I was NERVOUS. I ate all day and started drinking too early (I was drinking for you, Barack). When the announcement came at 11 pm, WELL. Like many Americans, I was simply overjoyed. But that doesn’t even begin to explain how I started to feel the next day.
My friend Susan, who has two small children, said something really though-provoking — her kids will grow up never imagining that an African-American couldn’t be president in the same way that I grew up never truly understanding what it was like when schools were segregated.
And of course, this got me thinking about children. Several years ago, before Jared came along, I could have very adamantly and truthfully told you that I didn’t want them. Since we’ve been married (coming up on five years! yikes!), we’ve definitely talked about having them (at some point in the undefined future), but I have to say, I’m scared.

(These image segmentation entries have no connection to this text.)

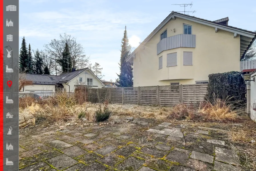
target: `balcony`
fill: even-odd
[[[178,34],[163,39],[157,45],[157,54],[164,50],[182,47],[195,48],[195,35]]]

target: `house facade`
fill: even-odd
[[[63,73],[60,75],[22,74],[20,79],[31,81],[33,84],[24,87],[20,93],[74,92],[81,87],[102,88],[105,85],[88,68]]]
[[[134,87],[208,83],[208,75],[239,70],[256,33],[173,11],[126,59]]]

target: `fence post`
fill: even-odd
[[[109,88],[109,103],[111,103],[111,91]]]
[[[157,105],[159,105],[159,86],[157,86]]]
[[[123,88],[123,97],[122,98],[122,100],[123,103],[123,105],[125,104],[125,88],[124,87]]]
[[[182,84],[179,85],[179,102],[183,102],[183,86]]]
[[[138,87],[138,105],[139,105],[139,101],[140,100],[141,88]]]

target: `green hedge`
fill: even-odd
[[[212,74],[208,77],[207,99],[212,101],[215,94],[223,100],[232,97],[230,100],[236,105],[241,106],[246,103],[246,85],[240,72]]]

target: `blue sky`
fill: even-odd
[[[103,79],[115,80],[119,72],[125,25],[130,44],[136,47],[170,11],[184,9],[172,4],[191,2],[179,1],[20,0],[19,43],[25,36],[32,49],[43,50],[44,44],[65,32],[77,38],[91,63],[97,62],[103,68]],[[210,20],[228,17],[229,25],[255,31],[254,1],[194,0],[192,7],[186,9],[197,10],[190,15]]]

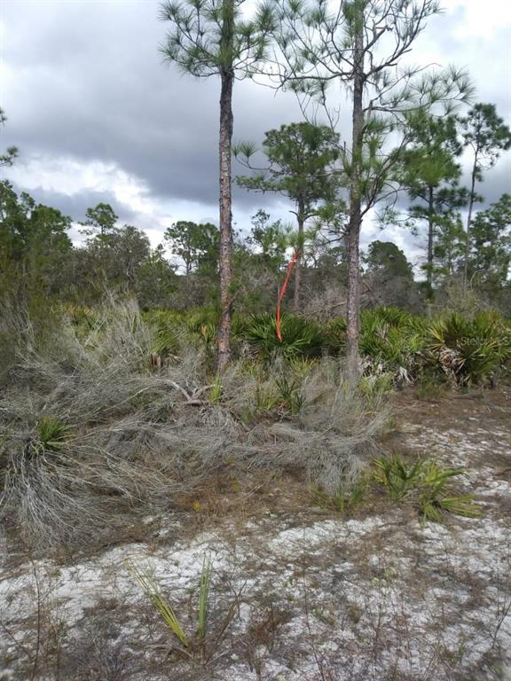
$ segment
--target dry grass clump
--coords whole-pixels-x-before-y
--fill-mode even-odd
[[[109,300],[96,319],[64,318],[44,343],[28,325],[0,396],[0,513],[32,544],[98,540],[227,466],[299,469],[334,491],[372,451],[380,408],[334,360],[240,362],[220,381],[188,350],[154,371],[135,303]]]

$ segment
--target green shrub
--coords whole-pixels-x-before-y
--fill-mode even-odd
[[[511,330],[493,312],[452,314],[429,325],[426,348],[426,364],[454,383],[488,384],[511,358]]]
[[[275,314],[253,316],[244,330],[245,340],[266,361],[279,354],[286,359],[296,356],[318,356],[321,354],[322,335],[319,325],[310,319],[289,313],[281,318],[282,341],[277,337]]]
[[[448,483],[463,475],[460,468],[443,468],[436,462],[420,460],[407,466],[402,458],[380,457],[373,467],[373,479],[392,501],[411,501],[422,523],[442,522],[445,513],[477,518],[481,512],[472,495],[452,495]]]

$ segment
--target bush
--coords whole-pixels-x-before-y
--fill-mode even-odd
[[[449,482],[462,475],[459,468],[443,468],[431,460],[420,460],[412,466],[399,457],[380,457],[374,461],[373,478],[393,501],[411,501],[419,511],[422,523],[441,522],[446,513],[477,518],[479,506],[472,495],[452,495]]]
[[[286,359],[297,356],[316,357],[321,355],[322,335],[316,322],[303,317],[284,313],[281,318],[282,340],[277,337],[275,314],[255,315],[241,332],[249,345],[257,350],[265,361],[274,355]]]
[[[453,383],[489,384],[511,358],[511,327],[494,312],[441,317],[426,332],[426,364]]]
[[[221,471],[293,469],[331,491],[373,452],[379,407],[333,360],[248,359],[220,380],[192,347],[153,372],[133,301],[94,313],[88,333],[51,322],[43,344],[28,328],[0,395],[0,514],[31,545],[101,543]]]

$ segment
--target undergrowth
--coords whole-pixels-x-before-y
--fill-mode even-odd
[[[0,395],[0,513],[28,544],[107,541],[126,512],[200,497],[227,468],[327,492],[357,478],[385,420],[377,390],[327,357],[248,356],[220,379],[203,321],[155,366],[161,334],[131,301],[65,310],[42,335],[24,318]]]

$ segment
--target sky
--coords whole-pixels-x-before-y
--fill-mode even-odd
[[[413,62],[467,67],[474,101],[495,104],[511,125],[511,3],[443,5],[414,43]],[[110,203],[154,246],[176,221],[217,223],[218,213],[219,81],[163,63],[158,46],[169,27],[159,10],[153,0],[0,0],[0,106],[8,118],[0,149],[20,148],[4,176],[75,223],[87,207]],[[347,117],[347,99],[342,106]],[[260,143],[264,131],[302,120],[293,95],[249,82],[236,82],[233,109],[235,140]],[[236,161],[233,171],[244,173]],[[488,203],[511,192],[511,153],[479,191]],[[285,200],[235,188],[239,229],[259,207],[293,219]],[[80,238],[75,228],[72,236]],[[422,237],[368,220],[363,245],[374,239],[421,261]]]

Not just about, you know, the HAVING of them, but about bringing a child into this world. There’s so much negativity and corruption in the world, and it’s so much harder to be a child now than it was when I was little. How can I purposefully expose a child to that?
I don’t think our new president will solve all of these problems, but I have some faith that our world is going to be a slightly better place. Not only because of him, but because of the people he has inspired, and because, all of a sudden, people believe in the possibility of change again.
My kids will grow up in a world where anyone can grow up to be president (although, god help me if I have a child who wants to be a politician), and hopefully, where they’re surrounded by people who believe in making a difference in the world.